6) Convivia said (on 02/28/03 at 02:23 PM):

I don't know if one always feels a "spark" right away. That's the reason for ye olde-fashioned dating customes, you know? People get to know each other over a couple of dates and then they either leap into bed like crazed weasels, or they never see each other again.

Worked for me and my lovely husband.

7) Nat said (on 02/28/03 at 02:46 PM):

I'm normally one of those 'jump into bed like crazed weasels on the first date if it feels right' kinda gal, but in this case...well, he just sounds so perfect for you--a partner in crime and someone to giggle with, and even his room-mate thought there was potential!

I say wait and see if he emails you and if he does, then give him at least another chance/date.

Nat

8) marquito said (on 02/28/03 at 08:44 PM):

All my dates after I turned 19 or 20 have been like this. No physical chemistry. I completely understand having nothing to attract you to a date. It's pretty sad, actually. Anyway, just tell him you'd like to be friends if he happens to write you; tell him he's a really nice guy and you had a great time on the date, but you don't have sexual feelings for him. Do you have any indication that telling him that would crush him? Did he seem to be into you?

9) marquito said (on 02/28/03 at 08:51 PM):

Wait a minute! This guy stood you up!! What was his excuse and how did he make up to you?!

10) Patrick said (on 02/28/03 at 09:51 PM):

Notwithstanding the Jane Austenite desires of others, I say go with your gut - you will know deep down if there is any potential between you. Your first response is not necessarily the most accurate one, although you seem pretty strong to me, but given that your crappy weekend may have affected your faith in yourself and humanity, try this patented technique: Look at yourself in the mirror and ask yourself if you feel you would like it to go any further.

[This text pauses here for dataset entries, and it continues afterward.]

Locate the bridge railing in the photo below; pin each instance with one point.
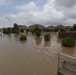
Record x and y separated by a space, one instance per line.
66 65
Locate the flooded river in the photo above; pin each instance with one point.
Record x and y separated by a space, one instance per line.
32 57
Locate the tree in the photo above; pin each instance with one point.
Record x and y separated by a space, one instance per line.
47 37
37 31
74 27
68 42
23 38
21 30
16 28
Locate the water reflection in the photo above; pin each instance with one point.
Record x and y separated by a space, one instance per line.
47 43
68 51
31 57
16 37
38 41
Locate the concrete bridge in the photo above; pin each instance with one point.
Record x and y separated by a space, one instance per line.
66 65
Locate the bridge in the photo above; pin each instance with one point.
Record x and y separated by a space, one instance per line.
66 65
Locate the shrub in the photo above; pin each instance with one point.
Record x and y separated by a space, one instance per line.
21 30
23 38
47 37
68 42
38 33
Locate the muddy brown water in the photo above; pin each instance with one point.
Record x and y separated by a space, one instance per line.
32 57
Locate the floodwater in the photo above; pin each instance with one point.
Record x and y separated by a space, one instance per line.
32 57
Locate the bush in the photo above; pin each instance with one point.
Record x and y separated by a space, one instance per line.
21 30
23 38
38 33
47 37
68 42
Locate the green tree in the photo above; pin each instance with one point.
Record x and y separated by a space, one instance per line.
47 37
37 31
23 38
21 30
68 42
74 27
16 28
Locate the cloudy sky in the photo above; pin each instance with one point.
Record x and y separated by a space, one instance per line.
47 12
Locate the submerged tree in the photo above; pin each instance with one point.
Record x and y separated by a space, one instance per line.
16 28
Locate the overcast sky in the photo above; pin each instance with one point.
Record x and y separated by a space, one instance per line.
28 12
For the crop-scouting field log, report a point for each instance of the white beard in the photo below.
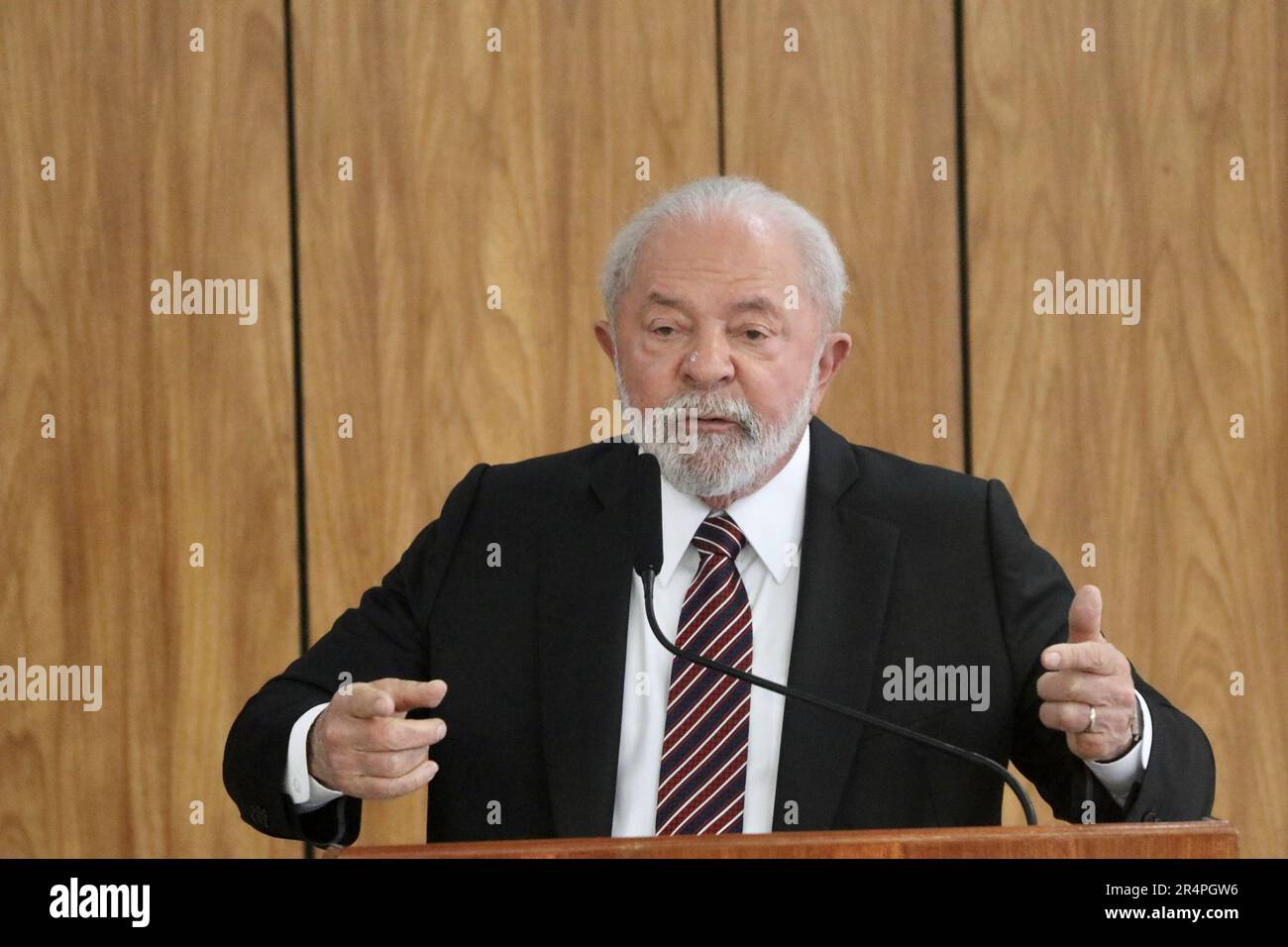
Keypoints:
(728, 462)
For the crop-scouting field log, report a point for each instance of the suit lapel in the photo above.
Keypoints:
(584, 605)
(584, 608)
(846, 567)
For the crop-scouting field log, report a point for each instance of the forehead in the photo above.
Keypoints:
(734, 253)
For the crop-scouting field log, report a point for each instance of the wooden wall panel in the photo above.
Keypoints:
(1116, 163)
(849, 127)
(471, 169)
(170, 429)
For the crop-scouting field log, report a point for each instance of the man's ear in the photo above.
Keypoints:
(835, 351)
(604, 337)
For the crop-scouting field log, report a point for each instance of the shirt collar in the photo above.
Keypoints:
(772, 518)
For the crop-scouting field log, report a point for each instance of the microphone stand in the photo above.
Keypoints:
(647, 577)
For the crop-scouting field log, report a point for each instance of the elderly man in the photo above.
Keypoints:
(844, 571)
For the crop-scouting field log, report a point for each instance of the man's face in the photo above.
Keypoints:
(703, 325)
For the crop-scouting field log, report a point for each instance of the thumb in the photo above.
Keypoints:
(1085, 615)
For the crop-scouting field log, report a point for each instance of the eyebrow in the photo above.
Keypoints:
(756, 303)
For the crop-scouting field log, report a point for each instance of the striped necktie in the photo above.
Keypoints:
(703, 772)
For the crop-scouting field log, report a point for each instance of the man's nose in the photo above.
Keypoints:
(707, 364)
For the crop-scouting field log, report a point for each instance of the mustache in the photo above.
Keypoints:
(707, 403)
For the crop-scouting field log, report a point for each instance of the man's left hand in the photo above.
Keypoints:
(1085, 673)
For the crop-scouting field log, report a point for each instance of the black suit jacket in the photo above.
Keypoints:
(898, 560)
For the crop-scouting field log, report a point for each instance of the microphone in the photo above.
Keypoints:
(647, 536)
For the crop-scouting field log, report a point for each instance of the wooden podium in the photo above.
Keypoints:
(1207, 839)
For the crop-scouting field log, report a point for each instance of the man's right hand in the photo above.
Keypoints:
(365, 746)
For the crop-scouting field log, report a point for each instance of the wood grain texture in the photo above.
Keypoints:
(1136, 840)
(849, 127)
(1116, 163)
(170, 429)
(472, 169)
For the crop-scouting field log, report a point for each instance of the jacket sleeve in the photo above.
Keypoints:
(1033, 598)
(385, 635)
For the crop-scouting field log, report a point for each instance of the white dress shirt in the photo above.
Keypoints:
(773, 521)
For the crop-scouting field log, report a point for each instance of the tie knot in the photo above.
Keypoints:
(719, 535)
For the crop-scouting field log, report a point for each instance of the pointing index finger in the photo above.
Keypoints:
(1094, 657)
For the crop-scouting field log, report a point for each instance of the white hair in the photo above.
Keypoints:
(706, 198)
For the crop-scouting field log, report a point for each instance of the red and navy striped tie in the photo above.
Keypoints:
(703, 776)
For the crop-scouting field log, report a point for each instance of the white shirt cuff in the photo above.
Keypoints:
(1121, 775)
(307, 792)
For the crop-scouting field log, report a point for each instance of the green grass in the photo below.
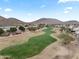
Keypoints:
(33, 47)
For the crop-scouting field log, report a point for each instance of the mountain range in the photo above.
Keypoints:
(14, 22)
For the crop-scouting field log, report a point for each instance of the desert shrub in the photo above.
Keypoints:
(41, 25)
(13, 29)
(1, 31)
(66, 39)
(22, 28)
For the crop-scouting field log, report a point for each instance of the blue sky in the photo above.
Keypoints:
(31, 10)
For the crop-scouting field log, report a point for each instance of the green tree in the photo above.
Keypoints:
(1, 31)
(22, 28)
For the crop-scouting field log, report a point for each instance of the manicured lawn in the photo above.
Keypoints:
(33, 47)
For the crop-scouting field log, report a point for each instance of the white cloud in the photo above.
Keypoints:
(42, 6)
(29, 14)
(6, 0)
(65, 1)
(67, 10)
(0, 8)
(8, 10)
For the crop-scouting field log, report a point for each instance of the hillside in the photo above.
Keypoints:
(10, 21)
(71, 22)
(47, 21)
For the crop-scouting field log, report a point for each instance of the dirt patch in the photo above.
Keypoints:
(17, 39)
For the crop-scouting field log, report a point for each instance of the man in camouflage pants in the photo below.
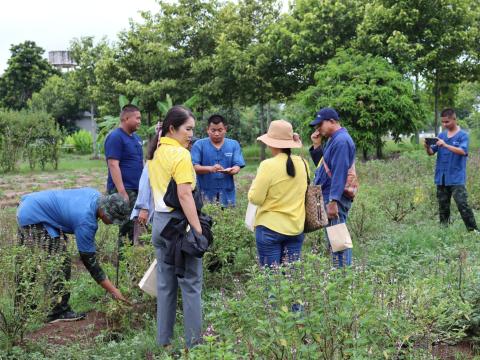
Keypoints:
(450, 170)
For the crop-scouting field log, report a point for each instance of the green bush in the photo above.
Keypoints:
(33, 135)
(81, 141)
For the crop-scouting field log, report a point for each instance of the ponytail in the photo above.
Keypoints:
(152, 146)
(290, 166)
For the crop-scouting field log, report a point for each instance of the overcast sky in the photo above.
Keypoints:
(53, 23)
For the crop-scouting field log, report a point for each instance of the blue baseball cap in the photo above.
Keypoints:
(324, 114)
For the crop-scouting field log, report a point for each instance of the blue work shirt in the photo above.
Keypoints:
(127, 149)
(339, 155)
(145, 198)
(450, 165)
(219, 185)
(71, 211)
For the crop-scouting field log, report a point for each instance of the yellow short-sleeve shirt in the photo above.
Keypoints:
(171, 160)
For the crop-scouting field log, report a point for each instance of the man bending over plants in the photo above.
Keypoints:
(43, 220)
(451, 148)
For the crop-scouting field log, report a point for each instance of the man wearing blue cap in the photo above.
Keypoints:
(216, 160)
(333, 170)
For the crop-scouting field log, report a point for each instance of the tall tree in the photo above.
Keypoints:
(372, 97)
(59, 98)
(26, 73)
(436, 40)
(154, 58)
(242, 67)
(86, 55)
(308, 36)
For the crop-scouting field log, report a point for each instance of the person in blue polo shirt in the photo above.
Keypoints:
(124, 154)
(338, 158)
(216, 160)
(43, 220)
(450, 170)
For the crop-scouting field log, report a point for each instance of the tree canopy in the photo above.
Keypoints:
(26, 73)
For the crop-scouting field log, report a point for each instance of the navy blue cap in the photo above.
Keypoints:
(324, 114)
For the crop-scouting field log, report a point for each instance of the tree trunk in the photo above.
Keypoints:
(94, 131)
(262, 131)
(379, 148)
(417, 101)
(436, 95)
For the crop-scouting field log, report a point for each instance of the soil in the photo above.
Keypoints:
(64, 333)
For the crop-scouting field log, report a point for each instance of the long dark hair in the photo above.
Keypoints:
(290, 166)
(152, 146)
(176, 117)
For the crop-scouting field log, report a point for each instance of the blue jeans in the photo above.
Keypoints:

The answer will be crystal.

11) jeffrey said (on 03/ 3/03 at 01:27 PM):

everyone is saying give it time. but if you're not attracted to him how are you ever going to enjoy sex? i'm in the exact same boat. met a guy last night from a personal ad. he's the only one i replied to ever. seems totally cool and interesting but he's not my type. it's a problem that my type is construction workers and lumberjackers. i *could* fake it for the sake of getting some with an interesting person. but why? now i have to make the call/email that basically says you're interesting but i'm shasllow and don't like how you look. uhh what to do?